Puseste-me uma coroa demasiado grande na cabeça. Demasiado pesada, demasiado fria, demasiado escura, demasiado para mim.
É uma coroa de ferro negro e eu não lhe vejo beleza ou utilidade alguma. Se fosse de ouro, eu podia embeber-me de vaidade e suportar-lhe o peso, e ela podia contrastar com o castanho dos meus cabelos e realçar as nuances douradas que oscilam nos meus olhos.
Sendo preta, parece carcomer a luminosidade das minhas íris, e roubar a cor à minha tez. Assemelho-me a um fantasma de amarguras e não a uma mulher cuja grinalda de metal deveria conferir um ar régio.
Tu foste o cavaleiro que me aprisionou. Aquele que eu sonhei que me daria rosas, que me cantaria canções, que me escreveria poemas. O qual eu fantasiei que me cortejaria de maneira galante e contínua até conseguir, como prémio pela sua persistência e dedicação, a minha pessoa e o meu coração.
Eu nunca quis uma coroa — só uma de flores, feita pelas tuas mãos.
Agora estou cercada por um castelo de angústias do qual sou soberana dos teus e dos meus pesadelos. Antigamente era rainha de mim própria e dos meus risos, e hoje já não tenho risos para governar.
Onde está o amor que me prometeste em silêncio? Onde se escondem os risos que pensei que partilharia contigo? As nossas conversas e sonhos confessados à luz da lua, o beijo de bons dias que me deverias dar e não que eu te deveria roubar pela manhã, responde-me, onde está tudo isso?
Eu nunca quis um castelo — muito menos um de angústias —, viveria feliz no teu abraço.
Antes era amada por todos e por ninguém. Envergava vestidos de cor clara, para parecer inocente, e colocava flores na trança que fazia no cabelo. Inclinava-me na varanda, com os cotovelos delicadamente pousados na trave de pedra, e distribuía risos e sorrisos a quem passasse pela minha rua e os quisesse.
Os homens exibiam-se, montados na garupa de cavalos brancos, e acenavam-me com panos brancos. As mulheres trocavam tesouros comigo, como se fossemos velhas amigas; um colar por um xaile rendado, uma cesta de romãs por um pente de ébano.

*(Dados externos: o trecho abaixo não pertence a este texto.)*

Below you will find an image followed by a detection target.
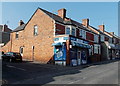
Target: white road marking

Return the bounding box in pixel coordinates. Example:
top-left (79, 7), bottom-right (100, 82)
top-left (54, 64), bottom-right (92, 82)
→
top-left (6, 65), bottom-right (26, 71)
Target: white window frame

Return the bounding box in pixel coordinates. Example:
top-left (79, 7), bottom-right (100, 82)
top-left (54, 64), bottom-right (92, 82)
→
top-left (100, 35), bottom-right (105, 42)
top-left (33, 25), bottom-right (38, 36)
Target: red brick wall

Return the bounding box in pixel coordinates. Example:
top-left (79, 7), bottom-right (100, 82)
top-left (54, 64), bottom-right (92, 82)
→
top-left (4, 9), bottom-right (54, 63)
top-left (105, 37), bottom-right (109, 41)
top-left (86, 32), bottom-right (94, 41)
top-left (76, 29), bottom-right (79, 37)
top-left (55, 24), bottom-right (65, 34)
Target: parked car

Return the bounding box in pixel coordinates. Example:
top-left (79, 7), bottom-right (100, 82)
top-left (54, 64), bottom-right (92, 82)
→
top-left (2, 52), bottom-right (22, 62)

As crianças ofertavam-me flores para prender no cabelo.
E então apareceste tu, brilhante, montado num cavalo, com promessas que nunca verbalizaste, mas que eu julgava que cumpririas. Levaste-me para longe de tudo e, quando demos por nós, estávamos rodeados de muralhas. Assusta-me saber se estás dentro ou fora delas.
Eu nunca quis ser rainha — apenas uma mulher apaixonada, detentora dos teus afetos e coração.
Então, deita isto tudo abaixo. Por favor. Eu abdico da coroa que nunca quis, mas que não neguei. Queima o castelo, derruba as muralhas, permite que o sol entre na janela do nosso quarto e tenta esquecer a dor, mágoa, rancor e ciúme que te manchou.
Tenta esquecer isso, ou então, esquece-me a mim.